I'm taking my first steps in the language of stacks, and would like something cleared up. The intuitive idea of moduli spaces is that each point corresponds to an object of what we're trying to classify (smooth curves of genus g over ℂ, for example). Fine moduli spaces are defined to be the objects that represent the functor that takes an object and gives you the [set, for schemes; groupoid, as I understand it, for stacks] of ways that that object parametrizes families of the object we want to classify. Now, for schemes - this makes sense in the following way:
Let that functor be F, and let it be represented by M. Then F(Spec ℂ) are the families of (desired) objects parametrized by Spec ℂ (a point), so it corresponds to all desired objects (the ones we want to classify). But F(Spec ℂ) is also Hom(Spec ℂ, M), and so corresponds to the closed points of M. Thus M really does, intuitively, have as points the objects it wishes to classify.
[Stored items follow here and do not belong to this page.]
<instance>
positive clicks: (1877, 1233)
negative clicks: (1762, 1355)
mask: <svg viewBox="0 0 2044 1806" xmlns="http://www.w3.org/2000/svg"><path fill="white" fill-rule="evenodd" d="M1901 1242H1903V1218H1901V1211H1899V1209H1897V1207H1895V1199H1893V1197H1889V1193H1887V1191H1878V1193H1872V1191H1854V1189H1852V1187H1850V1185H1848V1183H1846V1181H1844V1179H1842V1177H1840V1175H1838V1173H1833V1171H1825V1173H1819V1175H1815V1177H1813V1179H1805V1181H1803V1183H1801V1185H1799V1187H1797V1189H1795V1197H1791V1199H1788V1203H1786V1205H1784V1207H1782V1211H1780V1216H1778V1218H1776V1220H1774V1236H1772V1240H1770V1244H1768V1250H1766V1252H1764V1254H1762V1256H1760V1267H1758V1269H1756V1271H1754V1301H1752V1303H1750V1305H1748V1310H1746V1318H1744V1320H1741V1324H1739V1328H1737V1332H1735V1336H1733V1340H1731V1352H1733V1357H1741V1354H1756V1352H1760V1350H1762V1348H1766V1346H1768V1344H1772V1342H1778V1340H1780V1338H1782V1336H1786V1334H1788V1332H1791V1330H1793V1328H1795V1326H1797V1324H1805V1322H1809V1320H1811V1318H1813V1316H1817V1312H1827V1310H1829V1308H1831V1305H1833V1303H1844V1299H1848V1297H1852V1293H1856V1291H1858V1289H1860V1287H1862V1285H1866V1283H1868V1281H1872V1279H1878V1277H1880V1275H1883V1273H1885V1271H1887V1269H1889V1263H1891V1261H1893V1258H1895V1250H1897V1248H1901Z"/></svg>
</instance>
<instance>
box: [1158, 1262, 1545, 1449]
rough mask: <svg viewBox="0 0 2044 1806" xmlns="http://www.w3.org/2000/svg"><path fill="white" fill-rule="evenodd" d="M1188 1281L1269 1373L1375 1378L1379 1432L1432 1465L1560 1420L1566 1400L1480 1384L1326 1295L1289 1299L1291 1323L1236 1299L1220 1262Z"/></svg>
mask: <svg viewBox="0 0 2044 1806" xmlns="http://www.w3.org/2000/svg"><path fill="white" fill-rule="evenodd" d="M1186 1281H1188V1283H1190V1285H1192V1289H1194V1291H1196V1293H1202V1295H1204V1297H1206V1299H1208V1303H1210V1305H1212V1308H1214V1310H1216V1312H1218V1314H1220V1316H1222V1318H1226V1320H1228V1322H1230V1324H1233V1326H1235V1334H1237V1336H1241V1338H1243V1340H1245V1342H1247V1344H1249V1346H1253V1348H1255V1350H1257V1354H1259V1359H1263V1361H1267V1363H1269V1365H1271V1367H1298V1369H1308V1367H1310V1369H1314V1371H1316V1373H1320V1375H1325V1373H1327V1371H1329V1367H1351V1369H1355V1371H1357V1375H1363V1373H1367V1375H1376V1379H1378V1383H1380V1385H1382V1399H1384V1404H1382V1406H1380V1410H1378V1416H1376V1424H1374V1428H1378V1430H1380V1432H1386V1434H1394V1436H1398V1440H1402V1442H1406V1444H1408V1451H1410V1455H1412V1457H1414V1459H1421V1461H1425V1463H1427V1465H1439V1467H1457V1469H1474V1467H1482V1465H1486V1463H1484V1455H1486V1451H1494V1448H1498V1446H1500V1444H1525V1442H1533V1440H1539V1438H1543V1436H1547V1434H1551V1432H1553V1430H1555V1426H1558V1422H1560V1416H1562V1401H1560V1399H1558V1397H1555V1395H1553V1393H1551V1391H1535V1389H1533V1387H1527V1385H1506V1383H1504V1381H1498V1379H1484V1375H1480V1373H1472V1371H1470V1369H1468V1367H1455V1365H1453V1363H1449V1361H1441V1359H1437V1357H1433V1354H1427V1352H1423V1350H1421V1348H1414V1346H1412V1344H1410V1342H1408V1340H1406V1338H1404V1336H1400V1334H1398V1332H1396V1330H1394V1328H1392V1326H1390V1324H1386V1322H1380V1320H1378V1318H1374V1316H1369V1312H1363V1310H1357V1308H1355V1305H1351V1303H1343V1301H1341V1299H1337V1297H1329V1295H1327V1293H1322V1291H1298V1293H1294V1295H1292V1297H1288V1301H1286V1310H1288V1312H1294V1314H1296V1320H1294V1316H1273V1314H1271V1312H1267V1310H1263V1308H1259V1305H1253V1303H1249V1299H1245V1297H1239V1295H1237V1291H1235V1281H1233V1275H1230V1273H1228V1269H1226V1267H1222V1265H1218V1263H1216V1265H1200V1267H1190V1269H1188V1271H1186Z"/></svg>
Does this idea go through to moduli stacks? Of course, it probably does, and this is all probably trivial - but I feel like I need someone to assure me that I'm not crazy. So let me put the question like this: Can you formulate how to think of a fine moduli stack (as an object that represents an F as above; also: how would you define this F in the category of stacks?) in a way that makes it clear that it parametrizes the desired objects?